8.3.14

 

 Thérèse Delpech

 

 

Chaque époque a l'épidémie qu'elle mérite. Au temps de Freud, ce sont les maladies de l'âme qui font une entrée spectaculaire. Elles avaient certes une histoire aussi longue que celle de l'humanité, mais au moment où la psychanalyse voit le jour des bouleversements historiques inédits multi­plient les risques de déséquilibre psychique.

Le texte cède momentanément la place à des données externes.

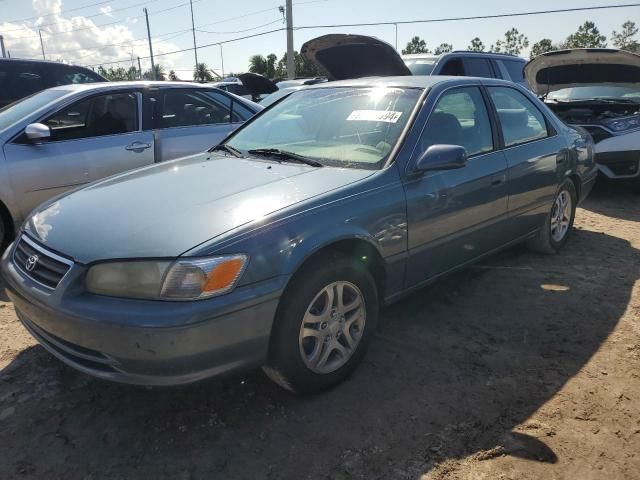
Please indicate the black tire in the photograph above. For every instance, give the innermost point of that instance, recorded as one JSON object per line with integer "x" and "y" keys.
{"x": 544, "y": 242}
{"x": 285, "y": 364}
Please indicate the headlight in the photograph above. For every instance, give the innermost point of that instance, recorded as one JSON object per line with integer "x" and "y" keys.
{"x": 622, "y": 124}
{"x": 184, "y": 279}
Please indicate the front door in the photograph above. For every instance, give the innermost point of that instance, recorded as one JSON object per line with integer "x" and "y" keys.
{"x": 456, "y": 215}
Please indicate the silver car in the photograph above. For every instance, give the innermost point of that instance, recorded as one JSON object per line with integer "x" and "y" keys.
{"x": 67, "y": 136}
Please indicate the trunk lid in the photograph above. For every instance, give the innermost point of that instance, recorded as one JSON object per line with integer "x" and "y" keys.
{"x": 560, "y": 69}
{"x": 345, "y": 56}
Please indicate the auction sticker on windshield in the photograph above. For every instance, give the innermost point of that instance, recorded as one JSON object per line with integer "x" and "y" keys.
{"x": 375, "y": 116}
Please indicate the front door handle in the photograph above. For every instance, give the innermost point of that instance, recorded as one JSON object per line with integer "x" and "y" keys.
{"x": 137, "y": 146}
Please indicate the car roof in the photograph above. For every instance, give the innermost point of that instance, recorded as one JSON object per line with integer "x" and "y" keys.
{"x": 409, "y": 81}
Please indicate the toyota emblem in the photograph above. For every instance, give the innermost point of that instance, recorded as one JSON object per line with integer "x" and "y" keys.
{"x": 31, "y": 262}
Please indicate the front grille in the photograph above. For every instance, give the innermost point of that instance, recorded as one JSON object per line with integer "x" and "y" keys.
{"x": 597, "y": 133}
{"x": 40, "y": 264}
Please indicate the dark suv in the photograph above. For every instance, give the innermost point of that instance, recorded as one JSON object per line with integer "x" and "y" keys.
{"x": 470, "y": 64}
{"x": 20, "y": 78}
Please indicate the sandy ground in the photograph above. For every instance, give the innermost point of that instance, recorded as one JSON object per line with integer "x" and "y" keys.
{"x": 522, "y": 367}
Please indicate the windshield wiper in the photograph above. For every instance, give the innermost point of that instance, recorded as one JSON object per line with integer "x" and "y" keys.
{"x": 223, "y": 147}
{"x": 285, "y": 156}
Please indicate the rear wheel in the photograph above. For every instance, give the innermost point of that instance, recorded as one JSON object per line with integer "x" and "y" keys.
{"x": 559, "y": 222}
{"x": 324, "y": 325}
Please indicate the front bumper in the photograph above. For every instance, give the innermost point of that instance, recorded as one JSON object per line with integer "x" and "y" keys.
{"x": 146, "y": 342}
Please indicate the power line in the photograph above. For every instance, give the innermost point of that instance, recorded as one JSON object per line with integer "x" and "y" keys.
{"x": 279, "y": 20}
{"x": 103, "y": 24}
{"x": 26, "y": 19}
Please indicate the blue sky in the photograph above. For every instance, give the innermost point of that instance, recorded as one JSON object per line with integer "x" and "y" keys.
{"x": 128, "y": 32}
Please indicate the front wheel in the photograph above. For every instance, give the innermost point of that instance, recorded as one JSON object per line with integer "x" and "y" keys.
{"x": 559, "y": 222}
{"x": 324, "y": 324}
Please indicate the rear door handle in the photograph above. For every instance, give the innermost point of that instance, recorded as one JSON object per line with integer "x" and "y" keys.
{"x": 137, "y": 146}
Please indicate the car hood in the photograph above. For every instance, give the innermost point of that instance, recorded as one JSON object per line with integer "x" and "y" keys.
{"x": 553, "y": 71}
{"x": 167, "y": 209}
{"x": 345, "y": 56}
{"x": 257, "y": 84}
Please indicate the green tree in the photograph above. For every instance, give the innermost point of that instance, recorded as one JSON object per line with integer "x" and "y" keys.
{"x": 476, "y": 45}
{"x": 416, "y": 45}
{"x": 271, "y": 65}
{"x": 202, "y": 73}
{"x": 514, "y": 42}
{"x": 159, "y": 71}
{"x": 258, "y": 64}
{"x": 624, "y": 39}
{"x": 443, "y": 48}
{"x": 587, "y": 36}
{"x": 544, "y": 45}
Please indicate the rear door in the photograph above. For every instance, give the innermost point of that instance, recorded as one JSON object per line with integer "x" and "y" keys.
{"x": 191, "y": 120}
{"x": 534, "y": 151}
{"x": 91, "y": 138}
{"x": 457, "y": 215}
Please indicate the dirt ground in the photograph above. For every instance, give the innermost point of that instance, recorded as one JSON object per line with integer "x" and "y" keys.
{"x": 522, "y": 367}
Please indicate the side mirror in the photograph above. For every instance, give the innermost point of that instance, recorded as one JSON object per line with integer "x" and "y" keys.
{"x": 37, "y": 132}
{"x": 442, "y": 157}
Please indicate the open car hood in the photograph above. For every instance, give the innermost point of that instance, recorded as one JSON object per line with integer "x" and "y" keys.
{"x": 257, "y": 84}
{"x": 345, "y": 56}
{"x": 553, "y": 71}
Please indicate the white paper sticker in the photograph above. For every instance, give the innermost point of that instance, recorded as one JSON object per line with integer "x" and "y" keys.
{"x": 375, "y": 116}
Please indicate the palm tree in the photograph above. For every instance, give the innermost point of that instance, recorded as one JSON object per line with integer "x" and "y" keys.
{"x": 201, "y": 73}
{"x": 159, "y": 73}
{"x": 258, "y": 64}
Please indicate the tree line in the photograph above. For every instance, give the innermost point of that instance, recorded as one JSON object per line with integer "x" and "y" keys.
{"x": 587, "y": 36}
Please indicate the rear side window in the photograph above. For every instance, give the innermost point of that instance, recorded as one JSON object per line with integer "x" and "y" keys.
{"x": 64, "y": 75}
{"x": 520, "y": 119}
{"x": 515, "y": 69}
{"x": 460, "y": 118}
{"x": 184, "y": 108}
{"x": 18, "y": 80}
{"x": 477, "y": 67}
{"x": 95, "y": 117}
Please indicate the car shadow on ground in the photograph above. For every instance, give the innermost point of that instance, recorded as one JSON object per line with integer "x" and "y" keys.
{"x": 455, "y": 368}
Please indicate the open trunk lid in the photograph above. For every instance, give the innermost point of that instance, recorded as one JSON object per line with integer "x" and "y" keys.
{"x": 560, "y": 69}
{"x": 345, "y": 56}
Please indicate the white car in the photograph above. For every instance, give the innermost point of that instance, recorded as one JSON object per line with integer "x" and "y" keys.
{"x": 599, "y": 90}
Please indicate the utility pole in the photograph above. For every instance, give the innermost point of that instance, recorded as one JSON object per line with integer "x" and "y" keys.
{"x": 153, "y": 66}
{"x": 193, "y": 30}
{"x": 291, "y": 65}
{"x": 41, "y": 44}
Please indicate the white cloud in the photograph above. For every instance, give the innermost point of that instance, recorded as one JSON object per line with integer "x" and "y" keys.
{"x": 106, "y": 10}
{"x": 78, "y": 39}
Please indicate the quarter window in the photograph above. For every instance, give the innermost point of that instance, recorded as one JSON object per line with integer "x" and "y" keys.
{"x": 520, "y": 119}
{"x": 184, "y": 108}
{"x": 95, "y": 117}
{"x": 460, "y": 118}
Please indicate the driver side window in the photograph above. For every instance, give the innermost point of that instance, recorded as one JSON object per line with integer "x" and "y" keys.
{"x": 459, "y": 118}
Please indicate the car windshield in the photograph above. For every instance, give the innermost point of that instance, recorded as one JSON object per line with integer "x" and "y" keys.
{"x": 421, "y": 66}
{"x": 16, "y": 111}
{"x": 340, "y": 126}
{"x": 587, "y": 92}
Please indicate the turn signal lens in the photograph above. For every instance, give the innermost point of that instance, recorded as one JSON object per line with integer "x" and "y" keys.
{"x": 198, "y": 278}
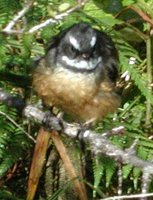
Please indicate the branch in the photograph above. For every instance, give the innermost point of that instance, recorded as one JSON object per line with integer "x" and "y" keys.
{"x": 8, "y": 28}
{"x": 99, "y": 143}
{"x": 134, "y": 196}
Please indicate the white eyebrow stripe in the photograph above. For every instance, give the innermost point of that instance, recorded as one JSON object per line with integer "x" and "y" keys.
{"x": 93, "y": 41}
{"x": 74, "y": 42}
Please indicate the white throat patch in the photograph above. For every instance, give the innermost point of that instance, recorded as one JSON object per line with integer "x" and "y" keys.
{"x": 74, "y": 43}
{"x": 82, "y": 64}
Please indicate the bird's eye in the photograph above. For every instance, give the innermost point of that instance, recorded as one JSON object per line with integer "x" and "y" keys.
{"x": 74, "y": 51}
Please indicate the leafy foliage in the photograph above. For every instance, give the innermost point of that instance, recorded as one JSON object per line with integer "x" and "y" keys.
{"x": 129, "y": 28}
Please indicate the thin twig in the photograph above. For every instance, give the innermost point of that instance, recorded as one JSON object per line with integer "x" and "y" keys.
{"x": 56, "y": 18}
{"x": 18, "y": 126}
{"x": 20, "y": 14}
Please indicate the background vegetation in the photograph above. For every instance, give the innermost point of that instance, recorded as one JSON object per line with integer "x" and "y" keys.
{"x": 129, "y": 23}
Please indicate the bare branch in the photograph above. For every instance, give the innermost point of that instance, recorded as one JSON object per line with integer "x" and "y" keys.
{"x": 98, "y": 141}
{"x": 134, "y": 196}
{"x": 56, "y": 18}
{"x": 8, "y": 28}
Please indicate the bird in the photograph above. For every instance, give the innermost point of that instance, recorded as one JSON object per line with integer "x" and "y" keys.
{"x": 78, "y": 73}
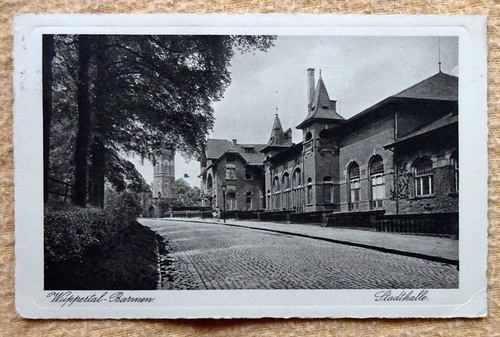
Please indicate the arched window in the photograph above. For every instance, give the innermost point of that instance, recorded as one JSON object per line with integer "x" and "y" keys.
{"x": 296, "y": 178}
{"x": 423, "y": 177}
{"x": 354, "y": 187}
{"x": 327, "y": 190}
{"x": 377, "y": 182}
{"x": 276, "y": 193}
{"x": 297, "y": 189}
{"x": 285, "y": 184}
{"x": 309, "y": 191}
{"x": 209, "y": 182}
{"x": 248, "y": 200}
{"x": 454, "y": 166}
{"x": 276, "y": 184}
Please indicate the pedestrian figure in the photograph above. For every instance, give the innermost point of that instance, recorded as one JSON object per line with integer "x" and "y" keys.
{"x": 216, "y": 214}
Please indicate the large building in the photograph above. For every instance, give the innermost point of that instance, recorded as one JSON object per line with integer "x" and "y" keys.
{"x": 239, "y": 167}
{"x": 399, "y": 156}
{"x": 160, "y": 202}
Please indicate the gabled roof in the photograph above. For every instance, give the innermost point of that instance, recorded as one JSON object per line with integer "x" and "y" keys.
{"x": 442, "y": 87}
{"x": 216, "y": 148}
{"x": 438, "y": 124}
{"x": 278, "y": 137}
{"x": 322, "y": 108}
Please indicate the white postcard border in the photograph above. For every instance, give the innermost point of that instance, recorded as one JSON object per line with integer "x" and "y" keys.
{"x": 467, "y": 301}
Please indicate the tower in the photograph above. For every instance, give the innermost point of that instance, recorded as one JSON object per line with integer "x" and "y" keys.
{"x": 320, "y": 149}
{"x": 164, "y": 175}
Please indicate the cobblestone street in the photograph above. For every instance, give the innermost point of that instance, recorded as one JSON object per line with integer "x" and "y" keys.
{"x": 214, "y": 256}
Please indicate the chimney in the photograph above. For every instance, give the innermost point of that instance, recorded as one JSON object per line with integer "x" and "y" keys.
{"x": 310, "y": 77}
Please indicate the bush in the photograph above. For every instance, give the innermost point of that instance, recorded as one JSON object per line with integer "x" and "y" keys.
{"x": 99, "y": 249}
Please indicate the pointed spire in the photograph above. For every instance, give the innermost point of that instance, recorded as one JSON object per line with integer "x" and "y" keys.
{"x": 439, "y": 53}
{"x": 278, "y": 136}
{"x": 321, "y": 107}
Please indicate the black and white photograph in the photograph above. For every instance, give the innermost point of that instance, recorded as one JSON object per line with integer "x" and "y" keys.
{"x": 176, "y": 163}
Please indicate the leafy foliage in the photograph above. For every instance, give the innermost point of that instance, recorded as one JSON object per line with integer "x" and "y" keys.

Dès l'Antiquité, Thucydide et Euripide, évoquant respectivement la guerre du Péloponnèse et la guerre de Troie (1), décrivent les ravages qu'exer­cent sur la psyché les grandes transformations de l'histoire. Au XIXe siècle cependant, la tourmente a quelque chose d'incommensurable avec tout ce qui l'a précédée, car il s'agit d'une perte irrépa­rable du passé, décrite par Chateaubriand dans les Mémoires d'outre-tombe. Un abîme sépare désormais l'ancien monde et le nouveau. L'esprit, tourmenté par cet abîme, s'engage dans des aven­tures intérieures dont témoignent les portraits romantiques, avec leur regard sombre tourné vers le dedans. Ce qu'ils y voient, Freud pense l'avoir découvert près d'un siècle plus tard, au terme d'une odyssée personnelle aussi longue et péril­leuse que celle d'Ulysse, où il se retrouve non à Ithaque, l'île de l'heureux retour chez soi, mais à Thèbes, lieu de meurtre, de suicide et de culpabi­lité, où règne l'« inquiétante étrangeté » décrite par le romantisme allemand. Que s'est-il donc produit ?

 

Le rapport que l'époque entretient avec le passé fournit précisément une réponse. Au XIXe siècle, celui-ci subit de tels coups de boutoirs - poli­tiques, familiaux, religieux - qu'il explose littéra­lement, faisant voler en éclats tous les repères de la tradition. Balzac dira que l'on se trouve désormais au milieu des débris d'une grande tempête. Rien n'avait préparé le psychisme à de tels bouleversements, car la conjonction de la tabula rasa de la Révolution, de la remise en cause de l'autorité du pater familias, et de l'apparition d'un monde laïcisé n'avait pas de précédent. Les névroses que traite Freud sont souvent l'expres­sion du vertige qui en résulte : l'intériorité est comme perdue dans un labyrinthe (2). L'inventeur de la psychanalyse n'aurait donc pas imposé à l'humanité sa névrose personnelle, comme le prétendent ses détracteurs. Il n'aurait pas davantage fourni une explication universelle du psychisme humain avec le thème du parricide, comme le voudraient ses fidèles. En créant une nouvelle science de l'âme il aurait simplement exprimé la tragédie intime de son temps.

 

Thérèse Delpech

in L'Homme Sans Passé, Freud et la Tragédie Historique

(Prologue - La Grande Rupture)

© Éditions Grasset & Fasquelle, 2011

 

 

 

1. Raymond Aron a souligné les analogies entre les bouleversements introduits par les grandes guerres euro­péennes et ceux de la guerre du Péloponnèse.

 

2. Voir le thème du labyrinthe chez Chamisso, où le diable joue le rôle du guide.